The hazy and circuitous circumstances surrounding this event are now being further addressed by university officials, and this is a good course of action. According to an email message sent by President Ali Houshmand, several steps are being taken to investigate the matter.
This includes a Title IX investigation that was undertaken to look into “the specific allegations of gender inequity and harassment brought forward by members of the women’s Cross Country and Track & Field teams,” according to the email. “While the investigation did not substantiate the complaint within strict Title IX definitions, it did highlight potential issues related to harassment, bullying and incivility which the Human Resources Department is investigating with guidance from the Office of General Counsel.”
This is interesting.
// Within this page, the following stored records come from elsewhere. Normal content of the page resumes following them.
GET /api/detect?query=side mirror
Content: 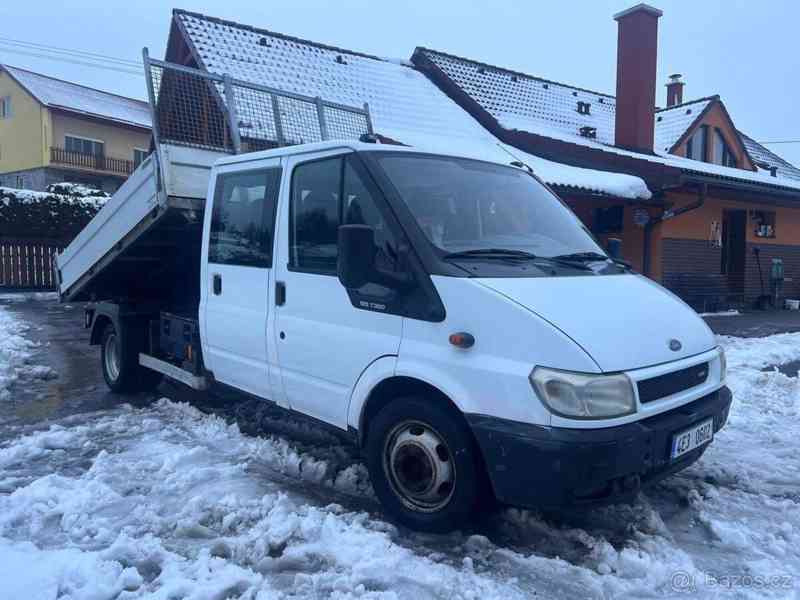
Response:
[606,238,622,259]
[336,225,377,290]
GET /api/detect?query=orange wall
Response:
[658,193,800,245]
[672,103,755,171]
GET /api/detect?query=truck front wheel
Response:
[366,398,489,532]
[100,323,161,394]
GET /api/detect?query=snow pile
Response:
[0,307,36,401]
[0,324,800,600]
[0,184,108,240]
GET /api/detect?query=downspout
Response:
[642,183,708,277]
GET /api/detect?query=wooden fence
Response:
[0,237,67,290]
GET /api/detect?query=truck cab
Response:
[75,142,731,531]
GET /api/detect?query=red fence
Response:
[0,237,66,290]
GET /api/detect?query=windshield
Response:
[376,153,605,257]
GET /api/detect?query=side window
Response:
[208,169,281,268]
[289,157,397,275]
[289,158,344,275]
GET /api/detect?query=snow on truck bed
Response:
[0,300,800,600]
[175,10,650,199]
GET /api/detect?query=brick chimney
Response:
[614,4,663,153]
[667,73,686,108]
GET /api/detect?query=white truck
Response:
[57,57,731,531]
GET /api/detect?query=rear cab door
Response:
[200,158,282,399]
[275,150,410,429]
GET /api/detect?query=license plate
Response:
[670,419,714,459]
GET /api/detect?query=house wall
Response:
[564,196,660,272]
[48,112,150,161]
[650,193,800,308]
[672,102,755,171]
[0,71,50,177]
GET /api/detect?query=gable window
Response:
[0,96,11,119]
[133,148,150,170]
[686,125,708,162]
[64,135,105,156]
[714,128,736,167]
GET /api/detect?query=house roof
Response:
[167,10,650,198]
[0,65,151,129]
[412,47,800,197]
[739,131,800,181]
[654,96,719,152]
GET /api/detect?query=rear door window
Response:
[208,169,281,268]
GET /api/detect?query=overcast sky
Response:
[0,0,800,165]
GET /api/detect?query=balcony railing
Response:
[50,148,133,175]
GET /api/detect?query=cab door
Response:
[275,153,402,428]
[200,159,281,398]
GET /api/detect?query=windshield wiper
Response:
[552,252,631,269]
[443,248,541,260]
[444,248,591,271]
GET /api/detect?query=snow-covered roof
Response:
[414,48,800,195]
[739,131,800,181]
[174,10,650,199]
[0,65,151,129]
[654,96,719,152]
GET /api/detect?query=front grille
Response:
[636,363,708,404]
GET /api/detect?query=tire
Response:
[100,323,161,394]
[365,397,491,533]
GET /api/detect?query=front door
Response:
[721,210,748,296]
[200,159,281,398]
[276,154,402,428]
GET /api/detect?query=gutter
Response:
[642,183,708,277]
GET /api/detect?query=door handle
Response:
[275,281,286,306]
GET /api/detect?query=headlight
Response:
[717,346,728,381]
[530,367,636,419]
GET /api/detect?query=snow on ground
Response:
[0,307,45,402]
[0,312,800,600]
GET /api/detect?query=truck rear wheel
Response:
[366,398,489,533]
[100,323,161,394]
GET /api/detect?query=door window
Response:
[208,169,281,268]
[289,156,402,297]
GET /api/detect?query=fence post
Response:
[270,94,286,146]
[222,73,242,154]
[364,102,375,135]
[314,96,329,141]
[142,46,164,191]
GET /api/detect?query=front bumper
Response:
[466,387,731,509]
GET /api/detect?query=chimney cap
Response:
[614,2,664,21]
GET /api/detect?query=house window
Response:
[714,129,736,167]
[593,205,625,233]
[0,96,11,119]
[133,148,150,169]
[686,125,708,162]
[64,135,105,156]
[750,210,775,238]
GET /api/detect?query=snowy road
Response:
[0,298,800,600]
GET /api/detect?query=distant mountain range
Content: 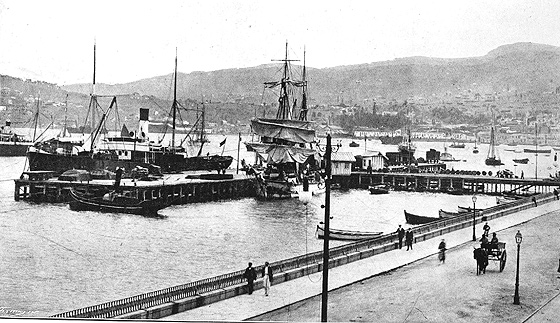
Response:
[62,43,560,104]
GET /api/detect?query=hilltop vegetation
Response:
[0,43,560,131]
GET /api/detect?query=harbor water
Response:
[0,135,557,317]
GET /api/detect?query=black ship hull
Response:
[0,142,32,157]
[27,151,233,174]
[68,189,170,216]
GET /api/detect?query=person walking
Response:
[261,261,272,296]
[405,228,414,251]
[438,239,447,263]
[243,262,257,295]
[397,224,404,249]
[482,222,490,236]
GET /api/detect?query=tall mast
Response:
[90,39,97,134]
[535,123,539,179]
[265,41,296,119]
[299,47,307,121]
[90,38,97,95]
[197,100,205,156]
[62,93,68,137]
[33,92,41,142]
[171,48,177,150]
These specific investigators weren’t able to label this sports bra case as a Title IX violation according to “strict” definitions. It sounds like by the book, nothing could be done, but perhaps there’s some gray area here within violation policies that makes reaching a definitive decision on matters like these open to individuals’ discretion. Further, a whole separate can of worms was opened in relation to issues with the aforementioned harassment, bullying and incivility. What is this referring to? Is this between the football team and the track/cross country teams? It’s unclear, and it might benefit Rowan officials to elaborate on the Human Resources Department’s investigation as soon as possible.
Rowan also “clarified the dress code and affirmed that sports bras are appropriate practice attire for Cross Country and Track & Field student-athletes,” the email said. “We also are clarifying policies on scheduling and access to facilities, as well as planning online access to all policies and rules for student-athletes.”
These were both good moves. Since this whole incident grew out of confusion over the sports bra policy and the one team on the field at a time policy, it made perfect sense to formally write down clear, black-and-white policies in the necessary handbooks.
Independent expert in collegiate athletics program Cheryl Levick is conducting a program review of the athletics department and how they operate. One of her main focuses will be analyzing how Rowan athletics compares to other universities’ standards, specifically with practice/game scheduling and the handling of uniforms.
Again, another smart move. Bringing in an outside, third party expert in these matters will help avoid conflicts of interests that could be inherent within the university’s own apparatus.
The last point of the email stated the following: “We learned that students had received incomplete and/or insufficient information on a number of key athletics-related issues, including locker room location, competition and practice apparel, facilities scheduling and general team rules. We are taking steps to improve communication and access to information.”
By addressing some of the confusing, incomplete information coming from the various Rowan departments, issues like the sports bra debacle can be avoided in the future.
Overall, it is heartening to see Rowan responding to feedback. The easy route would be to make the policy changes after the initial incident and then let everything die down and be forgotten. Whether it’s due to public sentiment, the interests of the Rowan bureaucracy or out of a genuine desire to change, reflective actions and transparency never hurt. Hopefully the specific results of any and all investigations into these matters can be shared with the university at large.